UNLESS, things have reached SUCH a state of gnarliness that there is damage to the internal directory of what bits belong to what files and such. (Been there, not pleasant). MOST people would NOT reach that state without a determination to do so.
So, if the drives Windows and/or SEW are using are SSD drives, no defragging. If physical media, then defrag. The internal utility for Windows 10 will do the job. If not Win 10, but still in the Windows sphere, there are alternatives and a search on the internet can list what is currently best during the current year.
Hi Gary, that SSD drives cannot (or should not) be defragged is only correct if you use Window’s built-in defrag option. Third party software offers separate defrag routines — selectable from within the program — for either HDD or SSD.
I work with both, PC with two physical HDD (drive C, and D) as well as a laptop with a SSD drive. Both have the same defrag software installed, and are kept clean this way.
OO Software (www.oo-software.com) has backup and defrag software I use for years now. Until they released the latest version for Defrag, their [selectable] option for SSD was ‘optimize SSD with TRIM’.
Now, with version 23, they added even an additional defrag option to the menu, which is soft on both SSD and HDD. You should check this out.
I place a screenshot from their online feature description here with my comment. O&O offers commercial software as well as software for personal use. The latter ones are in an affordable price range for writers.

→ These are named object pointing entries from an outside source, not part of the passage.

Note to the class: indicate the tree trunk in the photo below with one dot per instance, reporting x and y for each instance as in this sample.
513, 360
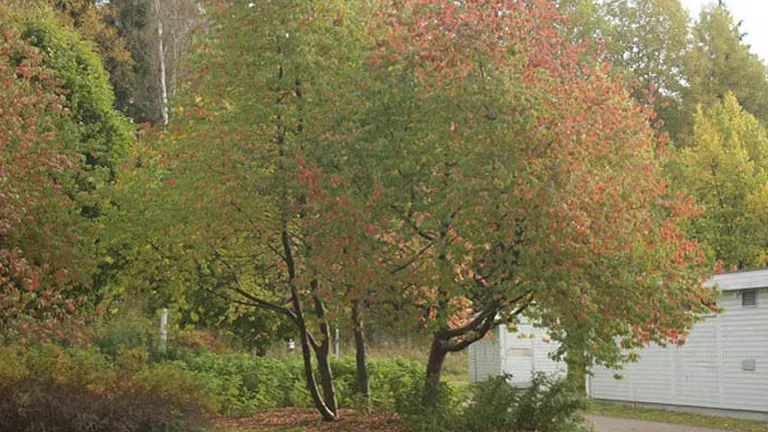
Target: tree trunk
326, 412
322, 353
437, 354
363, 384
576, 360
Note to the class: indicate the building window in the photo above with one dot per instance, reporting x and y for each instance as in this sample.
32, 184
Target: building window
749, 298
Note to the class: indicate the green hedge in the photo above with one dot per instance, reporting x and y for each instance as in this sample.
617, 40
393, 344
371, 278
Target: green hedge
246, 384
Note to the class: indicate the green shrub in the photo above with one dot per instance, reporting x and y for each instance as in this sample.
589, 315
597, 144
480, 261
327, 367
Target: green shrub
52, 388
34, 405
548, 405
428, 410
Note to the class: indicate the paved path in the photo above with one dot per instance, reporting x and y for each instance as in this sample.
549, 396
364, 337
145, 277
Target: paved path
612, 424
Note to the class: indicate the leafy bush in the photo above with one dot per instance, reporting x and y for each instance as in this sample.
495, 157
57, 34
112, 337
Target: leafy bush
50, 388
425, 410
246, 384
37, 405
548, 405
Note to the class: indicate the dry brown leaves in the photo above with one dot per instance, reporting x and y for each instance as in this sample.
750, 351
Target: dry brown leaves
309, 420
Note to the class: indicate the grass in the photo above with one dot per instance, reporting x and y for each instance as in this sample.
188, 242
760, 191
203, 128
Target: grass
676, 417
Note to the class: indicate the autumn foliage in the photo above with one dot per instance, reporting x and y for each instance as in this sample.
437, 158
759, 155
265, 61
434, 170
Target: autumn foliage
35, 263
430, 164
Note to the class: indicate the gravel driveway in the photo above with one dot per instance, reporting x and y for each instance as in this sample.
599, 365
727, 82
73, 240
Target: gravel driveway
613, 424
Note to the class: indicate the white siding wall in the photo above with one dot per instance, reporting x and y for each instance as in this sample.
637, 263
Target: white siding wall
485, 358
707, 371
517, 353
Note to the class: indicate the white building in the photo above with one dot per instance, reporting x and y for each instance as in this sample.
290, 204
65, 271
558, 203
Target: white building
518, 353
722, 368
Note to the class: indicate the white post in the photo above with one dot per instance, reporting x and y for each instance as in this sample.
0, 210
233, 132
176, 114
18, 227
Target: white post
164, 331
161, 57
336, 350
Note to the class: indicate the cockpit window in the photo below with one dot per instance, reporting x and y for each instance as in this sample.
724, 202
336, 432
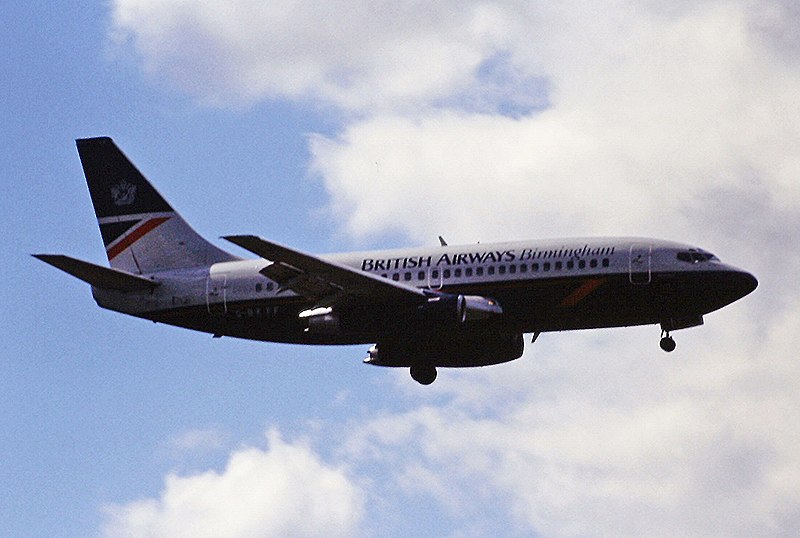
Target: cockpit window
696, 256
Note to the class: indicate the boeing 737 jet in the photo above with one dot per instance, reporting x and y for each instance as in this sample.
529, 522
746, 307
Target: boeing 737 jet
422, 308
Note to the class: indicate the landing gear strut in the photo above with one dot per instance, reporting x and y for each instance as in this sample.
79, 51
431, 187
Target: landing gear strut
667, 343
423, 374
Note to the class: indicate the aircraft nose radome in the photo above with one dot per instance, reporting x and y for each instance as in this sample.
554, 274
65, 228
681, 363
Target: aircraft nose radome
741, 283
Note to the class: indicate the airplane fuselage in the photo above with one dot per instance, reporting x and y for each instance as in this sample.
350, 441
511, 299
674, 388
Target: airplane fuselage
453, 306
541, 286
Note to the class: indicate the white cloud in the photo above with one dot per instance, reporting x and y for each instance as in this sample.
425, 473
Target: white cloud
353, 54
285, 490
676, 120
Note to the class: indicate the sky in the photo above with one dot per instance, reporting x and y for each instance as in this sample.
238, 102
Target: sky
353, 125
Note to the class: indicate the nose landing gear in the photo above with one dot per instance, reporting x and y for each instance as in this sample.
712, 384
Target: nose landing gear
667, 343
423, 374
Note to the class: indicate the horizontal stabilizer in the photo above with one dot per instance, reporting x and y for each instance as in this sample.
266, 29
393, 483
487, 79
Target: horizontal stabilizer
96, 275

The … discussion … of SSD defragging is not finished with yay or nay being the decisive answer. I’m in the Nay camp because my hardware guy is adamant about it. It’s useless without TRIM and MANY people do not have that feature turned on. I run HD Sentinel to watch out over my drives (Just last week, one of my 8T Seagate Externals was almost dead, going from 100 percent health to five percent in three days, but I got it off-line in time thanks to HDS where the HW guy is currently porting over the files MOSTLY intact to a new drive). HDS doesn’t even suggest defragging. So, with a trusted piece of software and my HW guy’s opinion, my own opinion is for Nay. Defragging cleans up the access table, nothing really more. And it adds a bit of wear and tear … significant when a drive is dying within warranty time (awfully rare) and mostly insignificant outside of it. Even the most ardent fan of defragging an SSD can’t produce results noticeable to an independent third party all the time. FEELS faster, is a feeling, not something to go to court on. And even then, Bible in hand, I’m sure the same observer would be having doubts.

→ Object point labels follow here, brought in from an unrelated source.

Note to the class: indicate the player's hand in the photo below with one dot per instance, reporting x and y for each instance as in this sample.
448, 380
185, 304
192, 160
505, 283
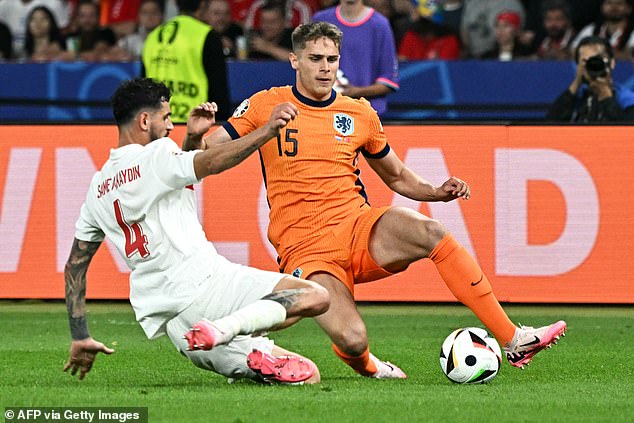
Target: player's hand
281, 115
82, 355
201, 118
454, 188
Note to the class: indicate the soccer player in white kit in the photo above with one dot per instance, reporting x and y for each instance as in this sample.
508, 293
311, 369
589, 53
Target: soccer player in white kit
143, 201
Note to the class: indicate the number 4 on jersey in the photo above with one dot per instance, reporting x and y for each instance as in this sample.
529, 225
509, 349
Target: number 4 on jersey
140, 241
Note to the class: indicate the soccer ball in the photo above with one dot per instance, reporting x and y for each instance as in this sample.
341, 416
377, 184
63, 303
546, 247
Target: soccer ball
470, 355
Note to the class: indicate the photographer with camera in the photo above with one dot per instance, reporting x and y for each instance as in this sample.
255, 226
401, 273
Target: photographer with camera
593, 96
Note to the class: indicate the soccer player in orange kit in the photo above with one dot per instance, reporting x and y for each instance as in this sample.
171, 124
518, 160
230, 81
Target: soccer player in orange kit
321, 224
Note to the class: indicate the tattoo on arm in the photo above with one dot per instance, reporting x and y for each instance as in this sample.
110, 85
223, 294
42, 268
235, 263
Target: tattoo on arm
287, 297
75, 277
192, 142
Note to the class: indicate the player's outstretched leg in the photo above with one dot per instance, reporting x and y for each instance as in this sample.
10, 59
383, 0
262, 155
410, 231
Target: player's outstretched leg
421, 237
386, 370
292, 299
528, 341
286, 369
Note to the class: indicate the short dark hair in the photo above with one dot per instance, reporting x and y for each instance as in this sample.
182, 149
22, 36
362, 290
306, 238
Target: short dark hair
159, 3
135, 95
562, 5
188, 5
313, 31
594, 40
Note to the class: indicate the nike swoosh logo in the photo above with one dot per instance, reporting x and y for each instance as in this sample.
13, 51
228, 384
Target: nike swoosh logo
533, 342
475, 283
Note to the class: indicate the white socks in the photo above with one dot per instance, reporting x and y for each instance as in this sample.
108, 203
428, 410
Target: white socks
259, 316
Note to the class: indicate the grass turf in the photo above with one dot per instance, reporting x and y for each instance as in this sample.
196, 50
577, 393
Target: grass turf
587, 377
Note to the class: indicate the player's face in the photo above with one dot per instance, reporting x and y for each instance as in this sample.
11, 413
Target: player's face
160, 122
316, 68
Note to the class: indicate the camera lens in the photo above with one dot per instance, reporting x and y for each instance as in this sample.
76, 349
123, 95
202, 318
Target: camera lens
597, 66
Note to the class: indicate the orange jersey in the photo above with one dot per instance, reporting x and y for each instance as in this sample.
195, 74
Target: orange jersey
310, 170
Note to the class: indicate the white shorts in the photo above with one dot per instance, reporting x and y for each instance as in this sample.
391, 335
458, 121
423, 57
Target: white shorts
230, 288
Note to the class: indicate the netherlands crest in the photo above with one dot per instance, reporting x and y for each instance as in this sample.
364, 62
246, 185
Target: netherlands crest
343, 124
241, 109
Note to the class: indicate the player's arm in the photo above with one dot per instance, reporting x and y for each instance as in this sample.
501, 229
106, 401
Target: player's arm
401, 179
83, 348
222, 153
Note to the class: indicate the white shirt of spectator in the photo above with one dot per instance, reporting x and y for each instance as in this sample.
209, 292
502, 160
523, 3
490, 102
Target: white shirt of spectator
13, 13
588, 31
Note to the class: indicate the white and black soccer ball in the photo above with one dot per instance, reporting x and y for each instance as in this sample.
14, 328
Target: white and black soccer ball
470, 356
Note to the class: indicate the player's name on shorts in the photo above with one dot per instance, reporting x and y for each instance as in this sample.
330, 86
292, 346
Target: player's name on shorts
120, 178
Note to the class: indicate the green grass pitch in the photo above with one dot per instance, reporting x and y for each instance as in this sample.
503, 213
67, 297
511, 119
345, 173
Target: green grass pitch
587, 377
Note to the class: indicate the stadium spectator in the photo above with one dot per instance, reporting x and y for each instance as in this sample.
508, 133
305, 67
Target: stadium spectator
507, 43
584, 12
13, 13
44, 41
218, 15
143, 200
120, 16
593, 96
615, 24
150, 17
297, 12
429, 40
187, 55
6, 43
452, 14
90, 42
368, 53
478, 24
273, 40
559, 31
321, 224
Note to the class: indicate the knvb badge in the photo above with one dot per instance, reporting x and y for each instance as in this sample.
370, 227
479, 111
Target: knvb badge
343, 124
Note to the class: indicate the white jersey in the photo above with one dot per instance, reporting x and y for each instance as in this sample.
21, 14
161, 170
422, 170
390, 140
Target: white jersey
143, 201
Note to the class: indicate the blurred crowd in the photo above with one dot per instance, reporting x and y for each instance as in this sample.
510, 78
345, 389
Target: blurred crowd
115, 30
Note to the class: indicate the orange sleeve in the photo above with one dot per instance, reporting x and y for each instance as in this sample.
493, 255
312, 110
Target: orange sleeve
376, 147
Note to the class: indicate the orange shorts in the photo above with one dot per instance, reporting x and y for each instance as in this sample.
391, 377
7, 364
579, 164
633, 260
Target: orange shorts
343, 252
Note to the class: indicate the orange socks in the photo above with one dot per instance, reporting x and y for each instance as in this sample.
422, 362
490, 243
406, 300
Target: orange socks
466, 281
361, 364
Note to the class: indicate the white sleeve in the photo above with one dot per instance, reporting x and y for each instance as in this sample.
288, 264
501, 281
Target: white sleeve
86, 228
173, 166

Companies that provide third-party defragging will cite this or that but it still comes down to read and write requests DIRECTLY accessing a bit to flip and flipping it or reading it. Where ever it is. I will note the second paragraph in the Defrag 23 note above is a masterful bit of lawyerly writing. In fact, it IS possible on a hard disk to improve speed of reading and writing on first blush of defragging to half the time. But the paragraph conflates defragging hard disks and SSDs and THOSE are NOT the same improvement-wise. In fact, the same conflation occurs in the third paragraph AND there is demonstrably a falsehood in the final sentence, since defragging exposes the SSD to MORE wear and tear, if only for the re-arranging. The fourth paragraph is a bunch of words thrown together. A poor translation. O&O provide the very important ShutUp utility so, I wish them no ill. And I’ve use the Backup program. Twice. But the defrag utility is not necessary and probably won’t ever do something good enough to actually improve one’s experience with a decent SSD.
Now, I’m semi-educated on the matter. I read enough, talk to people enough, to have an opinion. That said, others, including yourself, are convinced defragging produces results on a TRIM-enabled SSD to say they NOTICE an improvement. I have no refutation for that. You say you notice an improvement, I take you at your word. We use different equipment. And my eyesight ain’t what it used to be. So, a checkmark for defragging from you.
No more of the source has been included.